Num ano decisivo para a Europa, o politólogo Bernardo Pires de Lima faz-se à estrada para percorrer as 28 capitais da União Europeia. Depois de muitas conversas, encontros improváveis e perceções surpreendentes, vai juntar os 28 ensaios num livro. Até lá, a Eurovisão será emitida aqui, na Volta ao Mundo.
Zagreb, Croácia
Foi a dignidade de uma estátua em movimento que me fez recuar no tempo. A icónica imagem de Dražen Petrović, o mítico basquetebolista croata estrela da NBA nos anos 1990 e desaparecido num violento desastre automóvel no pico da carreira, estava ali em frente ao pavilhão com o seu nome. Petrović está para Zagreb e para a Croácia, como Michael Jordan está para Chicago e para os EUA, não é por acaso que as estátuas nessas duas cidades são de puro bailado esculpido no bronze. Zagreb é uma capital de centro da Europa geograficamente nos Balcãs, o que aliás enquadra bem o pensamento político reinante no país: evitar muita colagem com o resto dos Balcãs ocidentais e ser mais activo entre os europeus integrados e normalizados na recente história continental, para passar a ser um deles. Para que isso aconteça é fundamental ter uma estabilidade política e social valorizada, uma diplomacia inteligente, alguns atrativos estratégicos e uma sólida identidade nacional. Afinal de contas, a Croácia é o membro mais novo da União Europeia.
É aqui que entra o meu recuo temporal e as primeiras imagens que me lembro de associar à Croácia, precisamente essa personalidade internacional pós-jugoslava assente no desporto de massas. Aliás, foi essa a estratégia do presidente Tudman, o primeiro da Croácia independente, que dizia ser o desporto “a primeira coisa pela qual se conseguem distinguir as nações a seguir à guerra”. Recordo a final do torneio olímpico de basquetebol em 1992, só perdida para o mítico Dream Team de Jordan, Magic Johnson e Larry Bird. Depois, a chegada de Petrović ao estrelato quase inatingível da NBA. Por fim, a chegada da geração de ouro ao auge da grandes competições de futebol, no Euro 96 e no Mundial de 98 (3º lugar), sempre em volta daquele quinteto maravilha campeão do mundo de sub-20, em 1987, então com a camisola da Jugoslávia – Šuker, Boban, Jarni, Štimac e Prosinečki. O desporto não ajudou só a solidificar rapidamente a nação croata numa região de guerras, como projectou os seus predestinados entre os melhores do mundo.

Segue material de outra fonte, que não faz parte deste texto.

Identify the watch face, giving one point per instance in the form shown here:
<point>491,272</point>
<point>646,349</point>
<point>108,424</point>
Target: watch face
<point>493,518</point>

Estou numa cidade confiante. Com alguma oferta sofisticada, cuidada, as ruas vividas no meio do cheiro a escapada de verão para a lindíssima Dalmácia. O restaurante do Boban está cheio e as vielas até à colina de Gornji Grad não se fazem sem parar no museu das relações interrompidas, na igreja de São Marcos, com os telhados coloridos com os brasões do reino da Croácia (séculos XVI e XVII) e da cidade de Zagreb, no centro da praça com o mesmo nome e que alberga a sede do governo e o parlamento, no museu de arte naïf, ou à volta de um bom vinho branco gelado e de umas maravilhosas rãs fritas com presunto no Didov San. Desço até à praça Ban Jelačić, passo pela catedral, vou mercado tradicional de Dolac. Ando, ando e ando. Entro no museu das ilusões, no teatro nacional, no clássico Mimara. Até regressar ao emblemático Petrović, essa tal estátua em movimento que tão bem me conduziu por Zagreb.